Journey North Assessment
Strategies and Tools

Student Portfolios

A portfolio is a collection of student products and reflections gathered over the course of Journey North studies. It typically features work samples that show the range and progress of student thinking, understanding, and problem-solving abilities. A portfolio can be a powerful instrument for encouraging students to become more independent self-directed learners.

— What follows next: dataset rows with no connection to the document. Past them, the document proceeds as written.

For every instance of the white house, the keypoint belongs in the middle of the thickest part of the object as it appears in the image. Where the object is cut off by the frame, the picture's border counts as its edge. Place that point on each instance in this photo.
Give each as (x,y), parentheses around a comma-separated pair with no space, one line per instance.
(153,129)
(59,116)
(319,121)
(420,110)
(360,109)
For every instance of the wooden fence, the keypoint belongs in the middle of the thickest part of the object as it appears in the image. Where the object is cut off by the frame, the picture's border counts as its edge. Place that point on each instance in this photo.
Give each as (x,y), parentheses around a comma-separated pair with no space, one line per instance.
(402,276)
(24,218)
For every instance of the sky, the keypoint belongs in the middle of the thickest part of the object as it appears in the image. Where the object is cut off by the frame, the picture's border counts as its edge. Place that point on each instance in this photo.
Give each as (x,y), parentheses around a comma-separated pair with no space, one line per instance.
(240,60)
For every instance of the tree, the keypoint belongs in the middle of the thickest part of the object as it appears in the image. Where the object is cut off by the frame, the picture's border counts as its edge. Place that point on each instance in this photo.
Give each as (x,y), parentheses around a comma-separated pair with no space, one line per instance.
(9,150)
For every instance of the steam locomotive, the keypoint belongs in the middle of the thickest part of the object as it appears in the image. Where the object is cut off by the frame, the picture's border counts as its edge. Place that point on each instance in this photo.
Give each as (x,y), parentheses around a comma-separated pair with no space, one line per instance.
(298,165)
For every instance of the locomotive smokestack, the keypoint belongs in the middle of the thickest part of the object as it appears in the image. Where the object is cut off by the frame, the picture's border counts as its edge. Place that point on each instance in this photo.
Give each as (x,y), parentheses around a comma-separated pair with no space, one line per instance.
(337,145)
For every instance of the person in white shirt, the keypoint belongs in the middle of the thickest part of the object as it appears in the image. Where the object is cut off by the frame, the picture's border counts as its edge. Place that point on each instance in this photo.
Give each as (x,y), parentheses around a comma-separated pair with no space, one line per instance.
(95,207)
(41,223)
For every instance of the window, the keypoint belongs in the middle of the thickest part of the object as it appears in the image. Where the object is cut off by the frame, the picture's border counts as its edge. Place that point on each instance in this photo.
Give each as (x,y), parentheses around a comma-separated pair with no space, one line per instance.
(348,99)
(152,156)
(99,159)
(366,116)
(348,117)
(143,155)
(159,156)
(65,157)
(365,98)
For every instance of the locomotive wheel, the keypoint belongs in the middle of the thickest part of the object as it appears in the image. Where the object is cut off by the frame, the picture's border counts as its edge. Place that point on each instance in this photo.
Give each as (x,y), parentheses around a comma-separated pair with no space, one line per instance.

Both you and your students can select items to include in the portfolio; be sure to offer a rationale for why to include each item. Ask yourselves, How can this help show growth and progress toward learning goals (in science math, geography, and so on)?

Possible portfolio items:

  • concept maps or KWL charts
  • initial predictions and revised predictions along with explanations for the revision.
  • self-assessment responses
  • responses to journaling and challenge questions
  • research notes
  • charts, graphs, and analysis of data
  • drawings, migration maps
  • firsthand observations
  • examples of student work/recording sheets
  • summaries of ideas and opinions on issues that have been explored
  • definitions, concepts, and problem-solving processes written in the students' own words

Tip on using portfolios for assessment:

  • Keep portfolios in the classroom and have students note the entry date of each document placed in it. If a document is a product of group work, list the names of all group members.

  • Have students explain what portfolio items reveal. Consider these options:

    1.) each student chooses one portfolio item (or a “before” and “after” item) that shows evidence of his or her progress toward learning goals (e.g., ability to make sense of graphs, understanding of how adaptations help animals survive).

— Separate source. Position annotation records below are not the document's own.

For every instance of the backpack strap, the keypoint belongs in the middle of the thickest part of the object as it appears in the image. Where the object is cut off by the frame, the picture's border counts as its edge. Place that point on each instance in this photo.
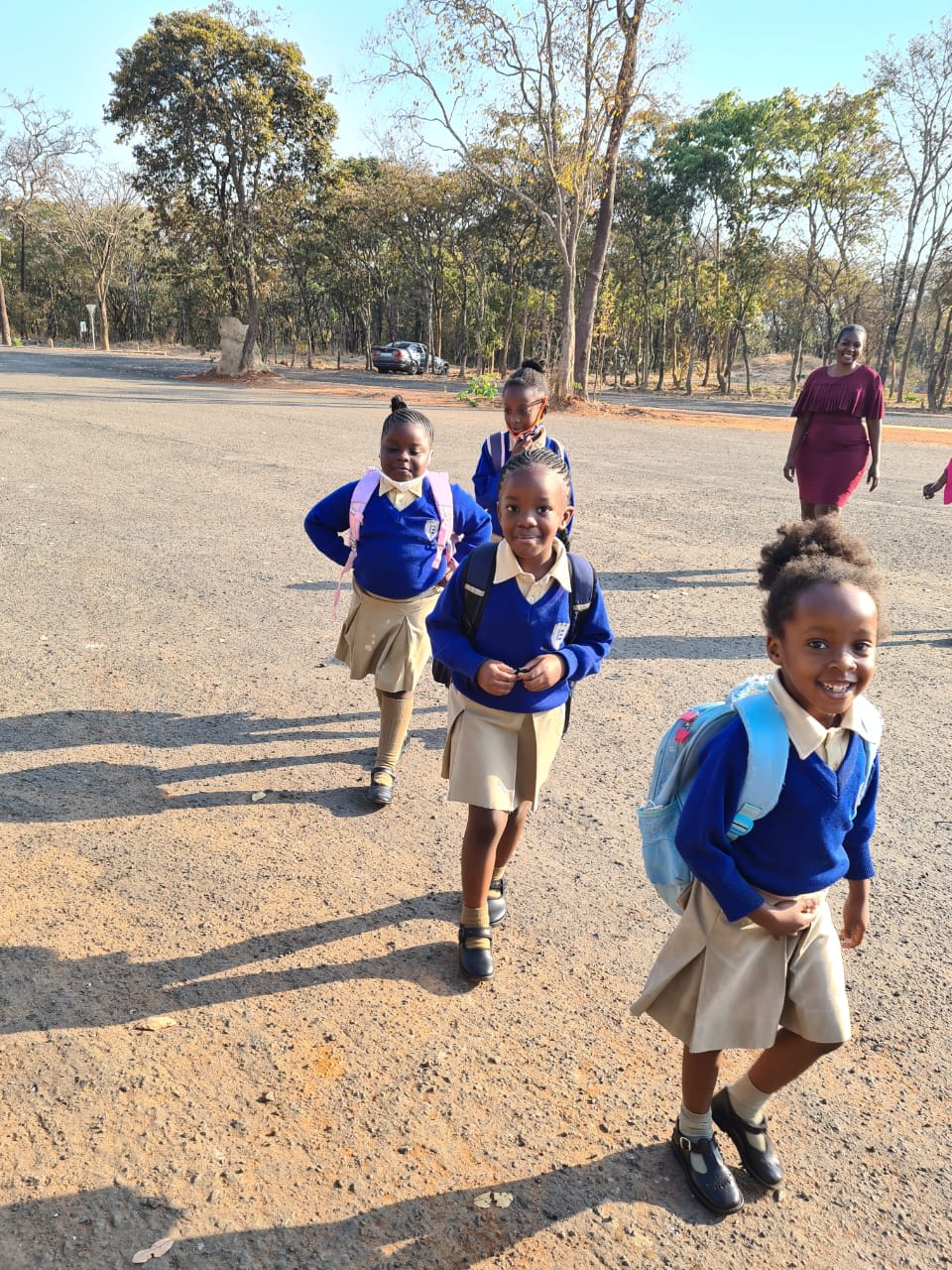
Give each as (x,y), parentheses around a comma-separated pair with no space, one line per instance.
(581,593)
(363,492)
(445,539)
(497,449)
(476,578)
(769,753)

    2.) Students put a sticky note on each portfolio item explaining what it reveals about their thinking, skills, and progress toward learning goals.

    3.) Students write a cover letter or annotated list describing the portfolios contents, why individual items were selected, and what the portfolio reveals about their thinking, skills, and progress toward learning goals.

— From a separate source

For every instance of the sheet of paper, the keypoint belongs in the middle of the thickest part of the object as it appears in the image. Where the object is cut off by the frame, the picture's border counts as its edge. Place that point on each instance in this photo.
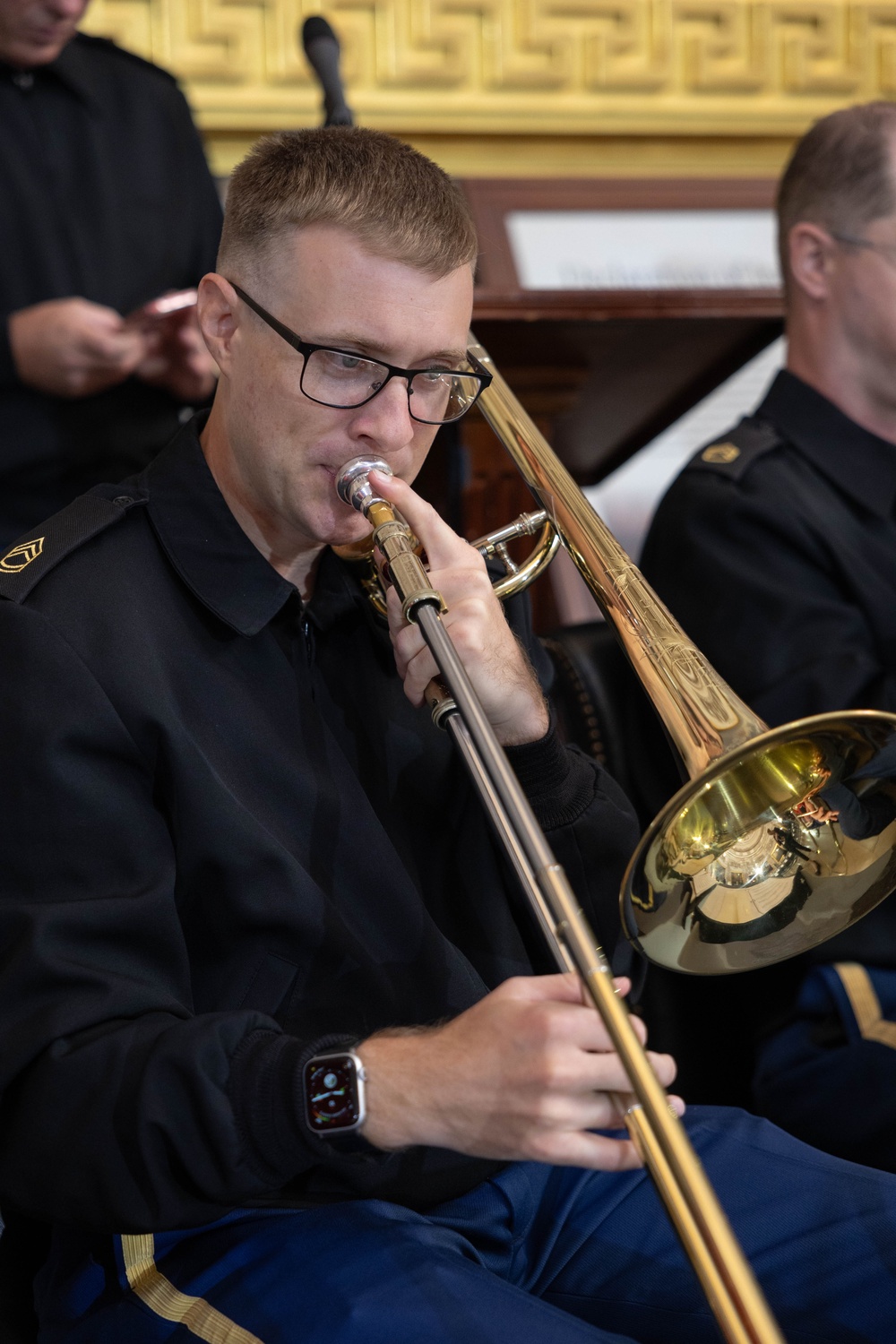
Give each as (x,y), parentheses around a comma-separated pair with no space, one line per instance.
(643,249)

  • Invite each student to give you a tour through his or her portfolio. Ask questions that prompt thinking and responses about their progress toward learning goals.

  • Use checklists, rubrics, or informal notes as you read portfolios or discuss them with students to assess what the collections reveal about students’ progress toward learning goals.
  • Have students design and create their own portfolios. See Student Portfolios as Visual Organizers for Journey North for guidance on making creative portfolios with your students.